Jakarta.

40 6 0
                                    

Hari ini adalah hari pertama Ayu menginjakkan kaki di Jakarta. Ibu kota Indonesia, begitulah yang dia pelajari di sekolah. Jakarta sangat berbeda dari yang selama ini dia lihat di televisi. Disini sangat panas, dan banyak sekali orang disini. Penampilan mereka jauh berbeda dengan orang-orang di kampungnya.

Dia mengeluarkan kertas yg berisi catatan alamat yang diberikan 'si mbok' lewat surat yang dikirimnya beberapa hari yang lalu. Jl Kenanga II No 09 Kel. Kenanga Dua, Kec. Bintaro.

"Gusti.. piye iki carane aku bisa sampe sana?" Dia memandangu kertas itu dengan perasaan cemas.

Dia mengingat-ingat lagi pesan mboknya dalam surat yang sama. Pertama harus terlihat percaya diri. Dengan beberapa tarikan nafas dia mengganti ekspresi wajahnya menjadi terlihat lebih tegas. Kedua jangan pernah menerima tawaran orang lain yang ingin membantu, cukup berpatokan pada selembar catatan yang kini sudah menjadi gumpalan karena tanpa sadar dia meremasnya untuk mengurangi perasaan tegang. Yang ketiga ojek.
Dia harus mencari tukang ojek.
Tidak jauh dari tempatnya berdiri, terlihat jelas beberapa motor berjejer dengan palang besar bertuliskan pangkalan ojek. Sekali lagi dia menghembuskan nafas dengan kasar dan berjalan kesana dengan takut-takut.

Belum juga dia mengucapkan satu kata, mereka sudah berebut menawarkan jasa antarnya.

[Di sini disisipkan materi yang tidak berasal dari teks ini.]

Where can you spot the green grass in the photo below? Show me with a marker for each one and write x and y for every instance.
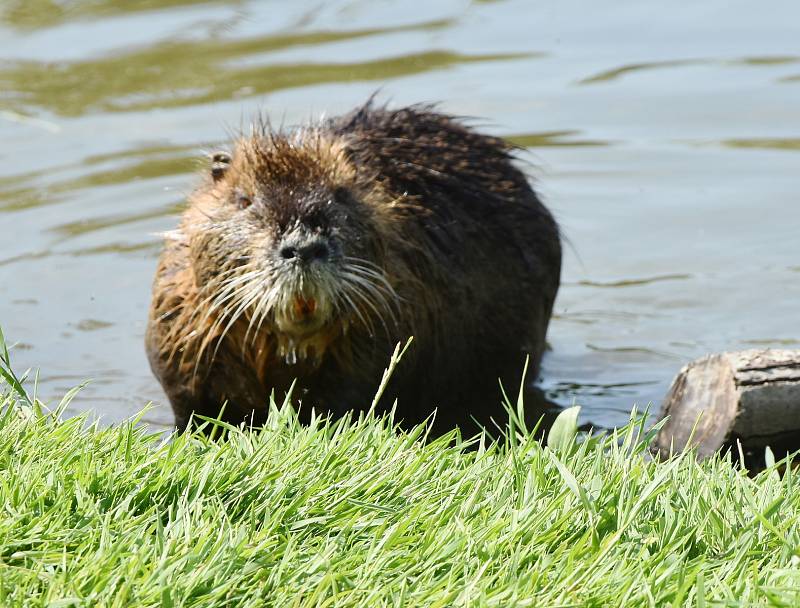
(356, 513)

"Mau kemana neng?", tanya seorang tukang ojek yang yang paling dekat dengannya.
Dia menyebutkan catatan alamat di kertas lusuh itu.
"50ribu ya", tawarnya ojek itu.
Dia tampak ragu sejenak, mengingat simboknya yang mengatakan harga ojek yang akan mengantarnya tidak akan lebih dari 30ribu.
"Nanti saya kembaliin 10 deh neng, dijamin aman", tambahnya setelah melihatku terdiam.
"Yaudah pak, ayo antar saya". Daripada kelamaan disini, bisa pingsan dia karena kepanasan.
Tukang ojek tersebut memberikan helm untuk dia pakai, dan mulai menghidupkan motor nya.

***
Ayu Sekartaji adalah nama pemberian almarhumah ibunya, nama yang sangat cantik menurutnya sekalipun terdengar kuno. Memang kuno karena sang ibu mengambil nama dari cerita legenda kesukaannya. Beliau berharap anaknya akan tumbuh seperti Ayu Sekartaji yang bejiwa besar dan bijaksana.

Sejak umur 8 tahun, dia hanya tinggal berdua dengan ibunya. Bapaknya meninggal karena terinfeksi titanus. Begitulah yang dikatakan mantri di puskesmas dulu. Sejak saat itu, ibunya lah yang berkerja keras menghidupi mereka berdua. Pagi hari beliau menjadi buruh tani di sawah orang, saat sore hingga malam hari, mereka membuka warung kopi dan gorengan di depan rumah.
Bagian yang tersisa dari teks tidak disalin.